July 4th , American Independence Day, is a short 8 weeks from now. The plan is to build and continue fitness using a 5K/10K plan that will culminate in group or individual event on July 4th. First, the plan below, then some guidelines and explanation.
Please feel free to download and modify this Workbook. We will be using Sheet 1 – 8 week plan, and Sheet 2 – 24 week plan is there for a reference.
There may be some new terms like R-pace, I-pace, and T-Pace that will be unfamiliar with some looking at a plan like this for the first time.
First, target paces are established by going to this calculator and inputting a recent race or Time Trial result. Read Full Instructions, background and insight on how to use Jack’s calculator.
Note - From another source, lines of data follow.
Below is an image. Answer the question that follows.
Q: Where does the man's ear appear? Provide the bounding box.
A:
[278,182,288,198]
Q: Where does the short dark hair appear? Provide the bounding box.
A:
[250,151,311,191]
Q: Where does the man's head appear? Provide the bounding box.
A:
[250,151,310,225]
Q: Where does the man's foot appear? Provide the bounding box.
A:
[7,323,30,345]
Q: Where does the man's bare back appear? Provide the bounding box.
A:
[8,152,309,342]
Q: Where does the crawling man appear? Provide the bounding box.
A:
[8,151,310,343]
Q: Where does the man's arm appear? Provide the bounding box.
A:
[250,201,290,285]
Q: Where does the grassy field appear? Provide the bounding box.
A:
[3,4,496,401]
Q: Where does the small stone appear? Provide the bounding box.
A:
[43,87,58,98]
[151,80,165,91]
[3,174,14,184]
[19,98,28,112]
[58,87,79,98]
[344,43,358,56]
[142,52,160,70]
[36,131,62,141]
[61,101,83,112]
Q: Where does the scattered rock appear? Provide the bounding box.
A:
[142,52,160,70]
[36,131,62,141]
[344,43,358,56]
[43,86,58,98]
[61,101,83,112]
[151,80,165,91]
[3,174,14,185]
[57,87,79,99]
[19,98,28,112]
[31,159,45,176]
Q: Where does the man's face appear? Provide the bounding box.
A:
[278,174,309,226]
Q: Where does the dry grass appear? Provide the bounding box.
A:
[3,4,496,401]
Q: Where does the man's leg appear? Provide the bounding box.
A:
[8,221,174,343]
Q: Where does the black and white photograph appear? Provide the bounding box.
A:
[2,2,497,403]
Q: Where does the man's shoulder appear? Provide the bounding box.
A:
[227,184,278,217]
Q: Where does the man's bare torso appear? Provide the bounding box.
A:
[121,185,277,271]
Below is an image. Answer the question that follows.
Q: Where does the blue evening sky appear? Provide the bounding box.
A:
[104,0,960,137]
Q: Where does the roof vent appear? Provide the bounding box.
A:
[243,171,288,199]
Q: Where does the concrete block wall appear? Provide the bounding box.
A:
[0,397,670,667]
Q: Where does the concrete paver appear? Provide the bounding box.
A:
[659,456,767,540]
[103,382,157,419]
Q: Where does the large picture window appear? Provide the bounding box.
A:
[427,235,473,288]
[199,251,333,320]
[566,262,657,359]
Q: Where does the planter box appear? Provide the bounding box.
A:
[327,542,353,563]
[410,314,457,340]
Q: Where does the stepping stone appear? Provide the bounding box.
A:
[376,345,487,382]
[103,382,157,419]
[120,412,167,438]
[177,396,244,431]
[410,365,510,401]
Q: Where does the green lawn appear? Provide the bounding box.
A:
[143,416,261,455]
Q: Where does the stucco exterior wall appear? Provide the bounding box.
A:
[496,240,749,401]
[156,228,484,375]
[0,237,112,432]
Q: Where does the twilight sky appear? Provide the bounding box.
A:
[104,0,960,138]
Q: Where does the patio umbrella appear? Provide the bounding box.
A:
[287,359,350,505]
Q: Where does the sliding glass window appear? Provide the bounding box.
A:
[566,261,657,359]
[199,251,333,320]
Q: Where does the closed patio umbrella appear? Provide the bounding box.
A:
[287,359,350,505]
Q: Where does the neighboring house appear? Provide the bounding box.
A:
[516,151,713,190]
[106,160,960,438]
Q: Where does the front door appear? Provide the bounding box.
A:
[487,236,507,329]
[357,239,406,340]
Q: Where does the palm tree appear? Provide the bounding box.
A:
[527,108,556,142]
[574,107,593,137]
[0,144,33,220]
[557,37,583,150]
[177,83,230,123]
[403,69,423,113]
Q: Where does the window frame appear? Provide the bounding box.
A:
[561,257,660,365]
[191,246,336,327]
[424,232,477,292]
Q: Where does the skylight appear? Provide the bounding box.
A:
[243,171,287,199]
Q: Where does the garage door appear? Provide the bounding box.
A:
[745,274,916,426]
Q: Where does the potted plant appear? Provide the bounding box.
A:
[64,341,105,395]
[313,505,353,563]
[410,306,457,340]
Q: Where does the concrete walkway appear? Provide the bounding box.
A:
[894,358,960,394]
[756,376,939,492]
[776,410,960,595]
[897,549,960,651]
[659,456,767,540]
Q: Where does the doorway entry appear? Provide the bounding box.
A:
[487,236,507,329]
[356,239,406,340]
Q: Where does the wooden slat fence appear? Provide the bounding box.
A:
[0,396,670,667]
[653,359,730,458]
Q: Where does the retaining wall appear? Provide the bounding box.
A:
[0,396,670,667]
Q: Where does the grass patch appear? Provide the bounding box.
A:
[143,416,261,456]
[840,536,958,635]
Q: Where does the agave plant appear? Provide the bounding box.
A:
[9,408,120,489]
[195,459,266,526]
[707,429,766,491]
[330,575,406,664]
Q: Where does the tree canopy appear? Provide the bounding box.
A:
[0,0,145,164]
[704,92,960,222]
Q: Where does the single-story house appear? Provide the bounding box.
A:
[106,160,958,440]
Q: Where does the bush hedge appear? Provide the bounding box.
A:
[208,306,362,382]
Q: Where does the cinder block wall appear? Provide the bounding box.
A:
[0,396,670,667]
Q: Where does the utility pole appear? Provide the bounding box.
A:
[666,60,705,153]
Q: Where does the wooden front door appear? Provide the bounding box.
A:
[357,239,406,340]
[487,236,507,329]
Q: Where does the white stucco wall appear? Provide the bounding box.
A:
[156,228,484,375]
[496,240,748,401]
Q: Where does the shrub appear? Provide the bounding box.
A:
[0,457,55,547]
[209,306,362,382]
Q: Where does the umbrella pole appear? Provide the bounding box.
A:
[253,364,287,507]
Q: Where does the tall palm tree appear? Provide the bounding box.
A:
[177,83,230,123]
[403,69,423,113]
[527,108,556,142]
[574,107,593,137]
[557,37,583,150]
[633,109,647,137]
If you don’t have a recent race result, I caution you from putting a Goal Pace into the calculator for a 5K or 10K race that you want to hit, for that could lead you into over-exertion, but it will at least give you a starting point. Fill to out the Table in the Worksheet and save a Copy for future reference. An App is also available for the calculator here – Google Mobile App, Apple Mobile App. The Mobile App is VERY handy to look at before a workout.
A loose guide:
The base for the plan is a 24 week 5K-15K plan by Jack Daniels PhD from the book Daniel’s Running Formula. The adaptions for our 8 week 10K Plan are to remove Phase 1 – the first 6 weeks of base building (average of 30min run on 5 days per week, with a long run on the weekend), to select weeks from each of the remaining 3 Phases, and to remove a 3rd Speed workout during the week.
There are other small changes to some workouts allow for F3-Swift workout principles to allow for regrouping and no man left behind, Preferring Time over Distance (not everyone has a GPS watch or track), and removing the “top end” of Interval quantity to keep to a 60minute workout and lower mileage. If you would like the Full workout, please visit the shared workbook and see the 2nd Sheet.
If the interval workouts here are too much mileage, I recommend cutting the number of intervals, not the pace or time/distance of each interval. As an example, instead of 4 x 5min intervals, try 3 x 5min intervals and use the rest as Easy Running. Some workouts call for a Range
Weekly mileage is individual to each athlete based on your Base Mileage (i.e. what is my average mileage over the last several weeks). Daniels and many other experts advocate for not increasing your weekly mileage at too great a rate – FLATTEN THE CURVE! This ranges from a conservative no more than 10 miles per week added every 3rd week to a slightly more progressive but still cautionary no more than 1 hour per week running increase. A large increase in weekly mileage can lead to Stress Fractures and other injuries.
The Long Run guidelines are based on Daniel’s recommendation that it should not be more than 25% of your Weekly Mileage. For some runners, this may mean 8 miles. For other runners, this may mean 15 miles. There is no hard cut-off to say that if you run 30% of your week in a single day, you’re going to be injured, but it’s a slippery slope to keep building most of your mileage into one day if it is not something you are used to. Do Bootcamps count as mileage? Perhaps, don’t be focused on the GPS miles during a Bootcamp, but perhaps use a conservative 3 miles per 45 minute workout. 4 miles per 60 minute workout. More miles if the Bootcamp was really running focused on the legs or actual running.